Миссис Рубиоль покачала головой с непритворным испугом и изумлением.
— Куда проще, — продолжал я вдохновенно, — бороться с проказой. Вам никогда не доводилось бывать в колонии для прокаженных? А я как-то провел там целый день. Это в районе Крита. Я собирался посетить Кносс, посмотреть на руины, как меня очаровал один доктор с Мадагаскара. Он так увлекательно рассказывал о колонии прокаженных, что я решил поехать вместе с ним. Мы волшебно провели завтрак с прокаженными. Если не ошибаюсь, нам давали вареных омаров с окрой и луком. А какое было вино! Синее, словно чернила. Они называли его «Слезы Прокаженных». Уже потом я узнал, что почва была буквально напичкана кобальтом, магнием, слюдой. Некоторые из прокаженных были довольно состоятельными людьми… как индейцы Оклахомы. И очень жизнерадостными, хотя никогда нельзя было понять наверняка, плачут они или смеются, — так обезображены были их лица. Там был один молодой американец из Каламазу. Его отец владел фабрикой по производству бисквитов в Рей сине. Он был членом Фи-Бета-Каппа клуба Принстонского университета. Интересовался археологией. У него очень рано сгнили руки. Но он научился управлять своими культями. У него был приличный доход и он мог окружить себя комфортом. Он женился на крестьянке… такой же, как и он сам… прокаженной… Уж не знаю, как их там называют Она была турчанка и не понимала ни слова по-английски. Но это не мешало им. Они без памяти любили друг друга. Они общались на языке жестов. Короче, я там превосходно провел время. Вино было превосходным. Вы никогда не пробовали омаров? Сначала резина-резиной, но к этому вкусу быстро привыкаешь. Еда там гораздо вкуснее, чем, например, в Атланте. Я как-то ел там однажды… У меня чуть не взорвались внутренности. А как вы понимаете, заключенные едят хуже посетителей… Атланта — это настоящая помойка. Кажется, нам давали жареную мамалыгу и свиной жир. На это достаточно было только посмотреть, и желудок взрывался. А кофе! Уму непостижимо! Не знаю, как вы, а я считаю, что кофе должен быть черным. Он должен быть чуть жирным… маслянистым таким. Они говорят, что все зависит от сушилки для кофе, то есть жаровни.

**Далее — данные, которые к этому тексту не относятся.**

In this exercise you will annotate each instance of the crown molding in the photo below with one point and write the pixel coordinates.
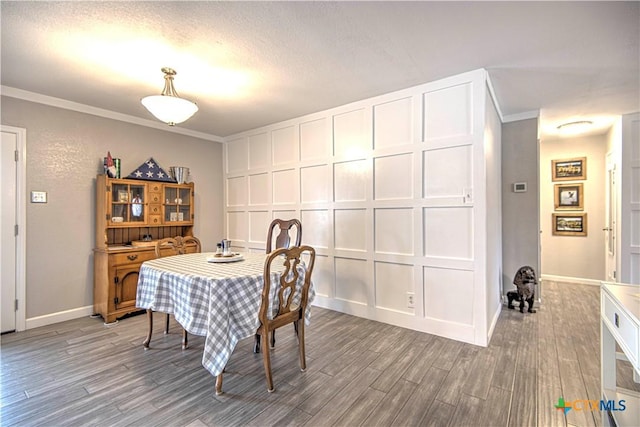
(88, 109)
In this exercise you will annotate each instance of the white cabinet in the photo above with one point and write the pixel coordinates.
(620, 324)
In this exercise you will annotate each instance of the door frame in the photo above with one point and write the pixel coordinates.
(21, 219)
(611, 218)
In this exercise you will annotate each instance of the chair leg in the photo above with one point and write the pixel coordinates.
(219, 384)
(150, 318)
(303, 360)
(185, 339)
(266, 358)
(256, 344)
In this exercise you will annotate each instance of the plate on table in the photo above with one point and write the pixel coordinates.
(235, 256)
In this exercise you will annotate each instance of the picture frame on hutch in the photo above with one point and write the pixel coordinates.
(569, 169)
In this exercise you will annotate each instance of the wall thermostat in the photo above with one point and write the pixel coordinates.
(519, 187)
(38, 197)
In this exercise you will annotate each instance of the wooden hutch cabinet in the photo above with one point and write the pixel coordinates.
(130, 216)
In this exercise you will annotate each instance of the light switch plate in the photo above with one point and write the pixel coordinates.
(519, 187)
(38, 197)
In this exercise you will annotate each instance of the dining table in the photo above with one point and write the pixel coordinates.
(217, 300)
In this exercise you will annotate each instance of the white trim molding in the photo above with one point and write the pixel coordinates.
(567, 279)
(88, 109)
(62, 316)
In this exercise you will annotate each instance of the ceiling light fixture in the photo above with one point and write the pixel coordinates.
(169, 107)
(575, 127)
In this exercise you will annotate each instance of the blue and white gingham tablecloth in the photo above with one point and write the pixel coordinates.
(219, 301)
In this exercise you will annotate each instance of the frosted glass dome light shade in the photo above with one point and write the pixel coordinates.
(169, 107)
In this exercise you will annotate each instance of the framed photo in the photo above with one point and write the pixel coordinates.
(569, 169)
(569, 197)
(569, 224)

Миссис Рубиоль не имела ничего против сигареты. (Мне показалось, что она лихорадочно озирается в поисках другого собеседника.)
— Моя дорогая миссис Рубиоль, — продолжал я, поднося ей зажигалку и чуть не опалив ей губы. — Мне было весьма приятно побеседовать с вами. Наша беседа доставила мне огромное наслаждение. Вы не знаете, который час? На прошлой неделе я заложил свои часы.
— Боюсь, мне пора, — поспешно произнесла миссис Рубиоль, взглянув на часы.
— Ради бога, не уходите, — взмолился я. — Вы не представляете, как я счастлив общаться с вами. Вы начали говорить о Черчилле, но я грубейшим, возмутительным образом перебил вас…
Миссис Рубиоль, несколько смягчившись, вновь скорчила гримаску…
— Перед тем, как вы начнете, — сказал я, приятно удивившись легкой судороге, исказившей ее лицо, — должен сказать одну вещь. О Уайтхеде. Я недавно упоминал о нем. Так вот, о теории «божественной энтропии». Энтропия — значит остановка … как у часов. Идея заключается в том, что со временем, или, как говорят физики, с течением времени, все имеет тенденцию останавливаться. Вопрос вот в чем. Что будет, если наша вселенная замедлит свой ход — и вовсе остановится? Вы никогда не задумывались над этим? А в этом нет ничего невозможного. Конечно, Спиноза давным-давно сформулировал свою теорию космологического часового механизма. Из данного пантеизма логически вытекает то, что в один прекрасный день все кончится, так повелел Господь. Греки пришли к тому же выводу лет за пятьсот до Рождества Христова.